Cinq ans plus tard, le contexte a changé. Certes, l'assassinat de Norbert Zongo n'a toujours pas été élucidé, le juge d'instruction, Wesceslas Ilboudo, ayant conclu à un non-lieu en décembre 2006 au bénéfice du principal inculpé, Marcel Kafando. Cet ancien chef de la sécurité présidentielle est par ailleurs condamné à vingt ans de prison dans l'affaire David Ouédraogo, du nom du chauffeur de François Compaoré, frère cadet du chef de l'État, accusé de viol et torturé à mort en janvier 1997 par la garde présidentielle. La décision du juge est vivement critiquée par le Collectif, un rassemblement d'associations de défense des droits de l'homme et de partis politiques. Toutefois, la capacité de mobilisation et de pression de cette structure créée au lendemain de la mort de Zongo pour réclamer la justice et la fin de l'impunité semble aujourd'hui sérieusement émoussée. Estimant que « la crise est maintenant derrière nous », comme n'hésitent pas à le proclamer certains dirigeants du CDP, le pouvoir a unilatéralement réformé le code électoral qui avait été adopté en 2001 de façon consensuelle, en restaurant la proportionnelle à la plus forte moyenne et en procédant à un nouveau découpage des circonscriptions.
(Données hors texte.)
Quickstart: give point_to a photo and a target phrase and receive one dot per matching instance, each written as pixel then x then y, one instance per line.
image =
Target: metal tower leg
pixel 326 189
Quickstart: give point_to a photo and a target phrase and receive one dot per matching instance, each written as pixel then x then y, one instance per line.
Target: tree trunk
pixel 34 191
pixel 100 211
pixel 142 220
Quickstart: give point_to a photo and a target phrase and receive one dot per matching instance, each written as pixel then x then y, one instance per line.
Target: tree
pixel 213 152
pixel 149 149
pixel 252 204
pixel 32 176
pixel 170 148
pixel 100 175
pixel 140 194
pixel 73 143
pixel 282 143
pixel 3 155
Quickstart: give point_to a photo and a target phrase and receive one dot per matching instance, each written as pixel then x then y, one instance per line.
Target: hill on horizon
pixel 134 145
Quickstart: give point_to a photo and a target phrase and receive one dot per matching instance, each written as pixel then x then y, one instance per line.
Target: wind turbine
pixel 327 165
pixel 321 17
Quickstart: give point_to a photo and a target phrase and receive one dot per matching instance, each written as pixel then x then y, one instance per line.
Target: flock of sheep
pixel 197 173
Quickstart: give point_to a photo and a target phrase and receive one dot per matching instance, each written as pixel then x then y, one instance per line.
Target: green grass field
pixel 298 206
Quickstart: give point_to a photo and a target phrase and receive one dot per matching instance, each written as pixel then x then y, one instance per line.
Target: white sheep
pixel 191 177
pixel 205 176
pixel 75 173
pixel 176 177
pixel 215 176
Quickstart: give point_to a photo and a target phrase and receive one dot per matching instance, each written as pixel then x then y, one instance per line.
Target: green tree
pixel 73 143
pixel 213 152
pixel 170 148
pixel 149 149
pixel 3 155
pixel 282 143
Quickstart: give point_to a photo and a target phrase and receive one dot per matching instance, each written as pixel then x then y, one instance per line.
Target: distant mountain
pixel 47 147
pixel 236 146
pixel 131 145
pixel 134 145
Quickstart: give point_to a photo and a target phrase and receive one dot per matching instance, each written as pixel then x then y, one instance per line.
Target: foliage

Avec ces réformes qui avantagent les grands partis, le CDP est assuré de gagner à nouveau ces élections, d'autant plus qu'il dispose de moyens financiers sans commune mesure avec ceux de l'opposition, un atout considérable dans un pays où l'électeur s'intéresse plus au portefeuille qu'au programme du candidat. Reste à savoir quelle sera l'ampleur de sa victoire, une inconnue qui pourrait être déterminante dans l'approfondissement de la démocratie burkinabè. Avec une victoire comme celles de 1992 et 1997, le parti au pouvoir retrouverait son hégémonie d'antan. En ayant les mains libres - ce qui n'est pas le cas actuellement où une réforme constitutionnelle requiert le vote de 2/3 des députés - il pourrait être tenté de revenir sur l'article 37 de la Constitution relatif au mandat présidentiel. Cette hypothèse est loin d'être farfelue. Sous prétexte d'éviter au Burkina Faso « une candidature nulle », c'est-à-dire de priver le pays de « l'intelligence et l'expérience du président Blaise Compaoré », au pouvoir depuis 1987, le CDP avait supprimé la limitation des mandats en 1997 avant qu'une nouvelle réforme ne la restaure en 2000. Et il n'est pas rare de rencontrer des dignitaires du pouvoir en place proclamer à qui veut les entendre : « Nous sommes là pour au moins quatre-vingts ans ! ». Depuis une quinzaine d'années, l'alternance démocratique est entrée dans les mœurs en Afrique de l'Ouest, notamment au Bénin, au Mali, au Sénégal et au Ghana, mais tarde encore à s'instaurer pleinement au « Pays des hommes intègres ».

Jean Traoré

 

Puzzle oppositionnel

Les partis de l'opposition abordent les législatives dans le seul espoir de limiter la victoire du CDP. Gilbert Ouédraogo, qui a pris la tête de l'Alliance pour la démocratie et la fédération/Rassemblement démocratique africain (ADF/RDA) suite à un putsch contre Hermann Yaméogo en 2003, parviendra-t-il à garder sa place de premier parti de l'opposition, lui qui avait renoncé à se présenter à la présiden- tielle de 2005 et à soutenir la candidature de Blaise Compaoré ? Pour l'Union nationale pour la démocratie et le développement (UNDD), ces élections ont valeur de test, car son leader, Hermann Yaméogo, avait boycotté la présidentielle de 2005. L'issue du scrutin déterminera la place sur l'échiquier politique national de celui qui a incarné pour nombre de Burkinabè, une alternative au pouvoir en place. Durant les deux premières législatures, le Parti pour la démocratie et le progrès/Parti socialiste (PDP/PS) était la première formation de l'opposition et, en 2002, il est passé de quatre à dix députés. Mais à la veille de ces élections, son avenir suscite des inquiétudes. Après avoir subi une scission avec le départ de nombreux cadres, le choix de son leader historique, feu Joseph Ki-Zerbo, de confier, en 2005 les rênes du parti à Ali Lankouandé, n'avait pas été apprécié par tous. Peu connu du grand public, il était arrivé en sixième position à la présidentielle de 2005, totalisant seulement 1,74 % des suffrages.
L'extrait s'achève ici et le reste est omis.